Bach's fifth Brandenburg concerto has always seemed to me to be romantic, I just often imagine the flute and the violin as two lovers, or something along those lines; it works surprisingly well especially in the third movement. The last movement of Vaughan Williams' Third Symphony always struck me as somewhat romantic, though this may, I'm afraid, undermine the 'true' nature of the piece. Also, Mendelssohn's violin concerto has something romantic to me.


----------



## Turangalîla (Jan 29, 2012)

I can't believe I forgot the second movement of Ravel's Concerto in G! So romantic, yet not schmaltzy, fluffy romance (think Tchaikovsky). It has a romance that is very deep, intense, and profound.

Go to 8:55.


----------



## LordBlackudder (Nov 13, 2010)




----------



## Bone (Jan 19, 2013)

DrKilroy said:


> Turangalila of course!
> 
> Best regards, Dr


Wow. Just...wow.
I'll be a good boy and just choose Tchaikovsky 6, 1st mvmt Andante. But Turangalila is a close 2nd


----------



## Arsakes (Feb 20, 2012)

moody said:


> Danse Macabre is fairly romantic if you happen to be a skeleton.
> But you've avoided the issue --what's your favourite ?

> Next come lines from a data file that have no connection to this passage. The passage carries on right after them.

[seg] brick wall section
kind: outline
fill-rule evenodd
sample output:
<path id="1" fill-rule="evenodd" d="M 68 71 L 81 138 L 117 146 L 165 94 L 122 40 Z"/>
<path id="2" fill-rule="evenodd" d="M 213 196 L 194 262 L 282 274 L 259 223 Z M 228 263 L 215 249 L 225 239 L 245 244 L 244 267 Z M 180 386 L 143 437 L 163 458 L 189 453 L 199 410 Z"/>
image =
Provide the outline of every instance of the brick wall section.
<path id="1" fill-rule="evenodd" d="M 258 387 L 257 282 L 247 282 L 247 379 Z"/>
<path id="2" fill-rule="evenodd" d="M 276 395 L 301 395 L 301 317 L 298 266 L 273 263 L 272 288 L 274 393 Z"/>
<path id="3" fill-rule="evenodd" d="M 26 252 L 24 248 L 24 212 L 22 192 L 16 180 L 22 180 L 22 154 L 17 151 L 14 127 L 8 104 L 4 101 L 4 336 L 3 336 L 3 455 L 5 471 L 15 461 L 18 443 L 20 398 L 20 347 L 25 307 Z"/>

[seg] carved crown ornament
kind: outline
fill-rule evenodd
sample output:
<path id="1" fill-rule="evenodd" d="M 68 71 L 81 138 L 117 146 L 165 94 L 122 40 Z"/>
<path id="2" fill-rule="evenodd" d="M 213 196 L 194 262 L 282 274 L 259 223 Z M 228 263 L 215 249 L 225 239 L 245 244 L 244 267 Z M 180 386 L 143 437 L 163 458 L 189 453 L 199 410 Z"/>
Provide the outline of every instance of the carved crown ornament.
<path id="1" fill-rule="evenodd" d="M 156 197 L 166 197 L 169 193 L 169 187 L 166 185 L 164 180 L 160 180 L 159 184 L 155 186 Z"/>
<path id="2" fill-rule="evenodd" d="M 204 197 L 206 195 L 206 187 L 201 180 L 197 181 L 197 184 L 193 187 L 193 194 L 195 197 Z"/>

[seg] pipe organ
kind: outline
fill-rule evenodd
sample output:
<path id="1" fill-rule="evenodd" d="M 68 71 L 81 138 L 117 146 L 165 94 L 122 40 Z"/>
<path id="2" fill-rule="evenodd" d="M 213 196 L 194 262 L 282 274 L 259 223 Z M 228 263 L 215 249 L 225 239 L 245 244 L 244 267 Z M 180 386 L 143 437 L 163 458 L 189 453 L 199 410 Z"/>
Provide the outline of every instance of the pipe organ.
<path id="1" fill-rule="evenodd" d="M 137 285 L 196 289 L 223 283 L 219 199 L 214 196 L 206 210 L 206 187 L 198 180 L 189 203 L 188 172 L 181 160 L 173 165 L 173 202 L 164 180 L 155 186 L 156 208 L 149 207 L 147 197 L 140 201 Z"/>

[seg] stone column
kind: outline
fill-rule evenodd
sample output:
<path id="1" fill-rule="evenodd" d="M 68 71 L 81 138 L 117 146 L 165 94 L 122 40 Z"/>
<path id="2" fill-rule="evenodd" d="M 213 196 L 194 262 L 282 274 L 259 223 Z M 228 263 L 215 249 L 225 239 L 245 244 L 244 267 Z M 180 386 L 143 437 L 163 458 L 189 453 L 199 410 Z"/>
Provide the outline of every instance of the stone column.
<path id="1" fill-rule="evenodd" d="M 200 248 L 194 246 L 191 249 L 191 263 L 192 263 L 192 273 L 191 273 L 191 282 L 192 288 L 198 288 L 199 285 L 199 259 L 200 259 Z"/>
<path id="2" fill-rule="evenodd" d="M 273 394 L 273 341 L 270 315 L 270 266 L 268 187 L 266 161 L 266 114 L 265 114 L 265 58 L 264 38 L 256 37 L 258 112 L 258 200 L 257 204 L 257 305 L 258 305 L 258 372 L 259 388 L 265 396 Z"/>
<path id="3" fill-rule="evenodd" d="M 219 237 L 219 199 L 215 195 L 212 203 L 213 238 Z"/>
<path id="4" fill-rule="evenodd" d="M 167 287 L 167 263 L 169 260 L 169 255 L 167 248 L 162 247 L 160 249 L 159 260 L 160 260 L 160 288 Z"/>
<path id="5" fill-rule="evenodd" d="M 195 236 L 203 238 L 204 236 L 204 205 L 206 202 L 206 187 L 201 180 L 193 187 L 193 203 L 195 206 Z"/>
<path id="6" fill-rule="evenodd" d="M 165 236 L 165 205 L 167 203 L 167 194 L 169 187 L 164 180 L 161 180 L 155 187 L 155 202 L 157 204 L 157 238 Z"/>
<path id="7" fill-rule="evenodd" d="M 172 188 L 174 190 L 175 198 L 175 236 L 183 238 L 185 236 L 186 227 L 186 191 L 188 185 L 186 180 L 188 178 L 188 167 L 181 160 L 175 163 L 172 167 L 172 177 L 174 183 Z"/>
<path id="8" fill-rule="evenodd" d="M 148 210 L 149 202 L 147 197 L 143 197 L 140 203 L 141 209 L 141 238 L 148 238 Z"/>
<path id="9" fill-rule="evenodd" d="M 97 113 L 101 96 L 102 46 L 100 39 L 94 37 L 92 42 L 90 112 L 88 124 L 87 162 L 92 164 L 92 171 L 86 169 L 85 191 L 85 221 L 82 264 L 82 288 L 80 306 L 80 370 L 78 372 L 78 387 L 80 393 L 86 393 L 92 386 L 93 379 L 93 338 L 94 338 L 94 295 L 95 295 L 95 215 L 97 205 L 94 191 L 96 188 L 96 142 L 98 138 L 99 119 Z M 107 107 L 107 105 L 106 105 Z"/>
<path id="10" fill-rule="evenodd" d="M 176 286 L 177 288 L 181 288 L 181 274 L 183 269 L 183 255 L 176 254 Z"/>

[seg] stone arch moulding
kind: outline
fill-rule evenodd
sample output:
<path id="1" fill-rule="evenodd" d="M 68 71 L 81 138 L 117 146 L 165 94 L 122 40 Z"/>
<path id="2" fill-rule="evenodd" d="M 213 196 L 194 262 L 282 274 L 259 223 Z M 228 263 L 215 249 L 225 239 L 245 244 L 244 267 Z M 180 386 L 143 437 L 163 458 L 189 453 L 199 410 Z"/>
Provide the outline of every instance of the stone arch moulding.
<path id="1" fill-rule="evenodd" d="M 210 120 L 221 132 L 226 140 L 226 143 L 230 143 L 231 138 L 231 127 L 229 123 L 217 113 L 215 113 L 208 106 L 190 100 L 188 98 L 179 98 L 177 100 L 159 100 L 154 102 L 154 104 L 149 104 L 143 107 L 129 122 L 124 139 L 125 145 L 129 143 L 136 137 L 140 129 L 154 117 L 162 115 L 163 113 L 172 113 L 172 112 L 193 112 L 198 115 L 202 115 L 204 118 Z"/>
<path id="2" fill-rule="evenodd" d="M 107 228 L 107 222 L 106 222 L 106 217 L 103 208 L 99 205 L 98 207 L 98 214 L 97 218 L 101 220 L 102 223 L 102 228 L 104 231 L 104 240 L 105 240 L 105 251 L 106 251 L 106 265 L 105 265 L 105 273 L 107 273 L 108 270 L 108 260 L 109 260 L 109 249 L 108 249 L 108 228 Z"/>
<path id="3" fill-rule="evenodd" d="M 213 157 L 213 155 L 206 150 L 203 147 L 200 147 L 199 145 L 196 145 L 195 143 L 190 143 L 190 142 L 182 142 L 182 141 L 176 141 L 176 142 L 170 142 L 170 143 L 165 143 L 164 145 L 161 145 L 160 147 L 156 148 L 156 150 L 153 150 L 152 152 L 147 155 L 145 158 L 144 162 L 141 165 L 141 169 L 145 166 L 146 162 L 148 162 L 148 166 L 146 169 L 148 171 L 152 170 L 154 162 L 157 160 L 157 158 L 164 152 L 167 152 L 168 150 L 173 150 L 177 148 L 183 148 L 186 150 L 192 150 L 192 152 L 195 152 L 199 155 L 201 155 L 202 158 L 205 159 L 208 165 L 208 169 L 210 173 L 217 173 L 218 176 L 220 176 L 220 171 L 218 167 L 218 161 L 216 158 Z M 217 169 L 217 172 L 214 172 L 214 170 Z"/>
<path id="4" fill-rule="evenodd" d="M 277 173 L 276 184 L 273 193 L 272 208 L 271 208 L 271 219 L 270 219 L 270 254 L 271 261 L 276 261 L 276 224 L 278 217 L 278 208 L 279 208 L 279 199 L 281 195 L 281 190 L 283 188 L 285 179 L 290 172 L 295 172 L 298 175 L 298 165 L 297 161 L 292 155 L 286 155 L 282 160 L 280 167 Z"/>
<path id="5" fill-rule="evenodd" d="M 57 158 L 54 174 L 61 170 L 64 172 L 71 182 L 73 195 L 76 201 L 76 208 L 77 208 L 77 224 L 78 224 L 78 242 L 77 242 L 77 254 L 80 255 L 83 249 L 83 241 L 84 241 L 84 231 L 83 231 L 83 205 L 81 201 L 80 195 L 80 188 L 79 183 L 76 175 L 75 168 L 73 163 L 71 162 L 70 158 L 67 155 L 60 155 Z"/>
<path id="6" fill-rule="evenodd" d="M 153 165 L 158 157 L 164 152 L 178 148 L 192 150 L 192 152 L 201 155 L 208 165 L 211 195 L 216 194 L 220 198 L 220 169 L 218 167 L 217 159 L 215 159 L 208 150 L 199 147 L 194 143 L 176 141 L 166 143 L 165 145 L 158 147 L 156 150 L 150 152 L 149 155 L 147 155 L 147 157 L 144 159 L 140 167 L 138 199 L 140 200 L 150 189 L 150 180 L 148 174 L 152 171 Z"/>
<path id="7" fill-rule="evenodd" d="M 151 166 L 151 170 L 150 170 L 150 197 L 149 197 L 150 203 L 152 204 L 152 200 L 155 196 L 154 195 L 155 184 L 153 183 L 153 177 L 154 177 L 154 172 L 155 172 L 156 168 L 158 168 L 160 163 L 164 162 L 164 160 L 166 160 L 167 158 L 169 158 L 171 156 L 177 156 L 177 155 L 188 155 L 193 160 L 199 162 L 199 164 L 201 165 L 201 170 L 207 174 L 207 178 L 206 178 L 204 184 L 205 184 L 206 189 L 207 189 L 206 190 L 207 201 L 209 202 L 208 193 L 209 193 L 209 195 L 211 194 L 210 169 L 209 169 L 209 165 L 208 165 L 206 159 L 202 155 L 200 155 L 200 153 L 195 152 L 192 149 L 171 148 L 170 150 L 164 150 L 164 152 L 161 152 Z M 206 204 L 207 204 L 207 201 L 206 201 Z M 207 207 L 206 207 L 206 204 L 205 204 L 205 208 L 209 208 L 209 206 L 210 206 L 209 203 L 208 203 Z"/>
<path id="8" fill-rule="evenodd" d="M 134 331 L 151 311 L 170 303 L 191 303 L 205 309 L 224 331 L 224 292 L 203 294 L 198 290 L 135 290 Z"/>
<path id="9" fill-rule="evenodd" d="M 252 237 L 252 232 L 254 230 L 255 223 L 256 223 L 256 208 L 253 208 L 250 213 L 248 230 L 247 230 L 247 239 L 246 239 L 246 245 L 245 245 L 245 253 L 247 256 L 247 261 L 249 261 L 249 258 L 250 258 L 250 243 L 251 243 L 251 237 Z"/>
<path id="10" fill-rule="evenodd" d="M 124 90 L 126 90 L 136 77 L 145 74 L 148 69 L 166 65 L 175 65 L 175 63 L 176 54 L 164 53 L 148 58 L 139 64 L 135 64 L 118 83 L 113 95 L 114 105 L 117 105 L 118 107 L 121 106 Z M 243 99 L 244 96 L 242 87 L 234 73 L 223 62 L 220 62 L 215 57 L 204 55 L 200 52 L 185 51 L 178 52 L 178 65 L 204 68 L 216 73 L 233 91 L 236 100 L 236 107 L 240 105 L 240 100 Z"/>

Suffice to say I mean(t) the Romantic as 19th century music.

I guess Mendelssohn's _Songs without words_ should be so Romantic (I've listened to only one of them).
I should figure more *love* related music in the future.


----------



## moody (Nov 5, 2011)

Arsakes said:


> Suffice to say I mean(t) the Romantic as 19th century music.
> 
> I guess Mendelssohn's _Songs without words_ should be so Romantic (I've listened to only one of them).
> I should figure more *love* related music in the future.


The OP was talking about honouring Valentine's day rather than the romantic period,that was the thing of it.


----------



## Norse (May 10, 2010)

Speaking of Songs without Words, I think the most romantic in this sense could be op.38/6, which is even structured like a duet between a female and male singer.


----------



## starthrower (Dec 11, 2010)

Alban Berg-Nacht


----------



## Alydon (May 16, 2012)

Has to be the Chopin Nocturnes for me, but never been attached to a female who was in to classical music!


----------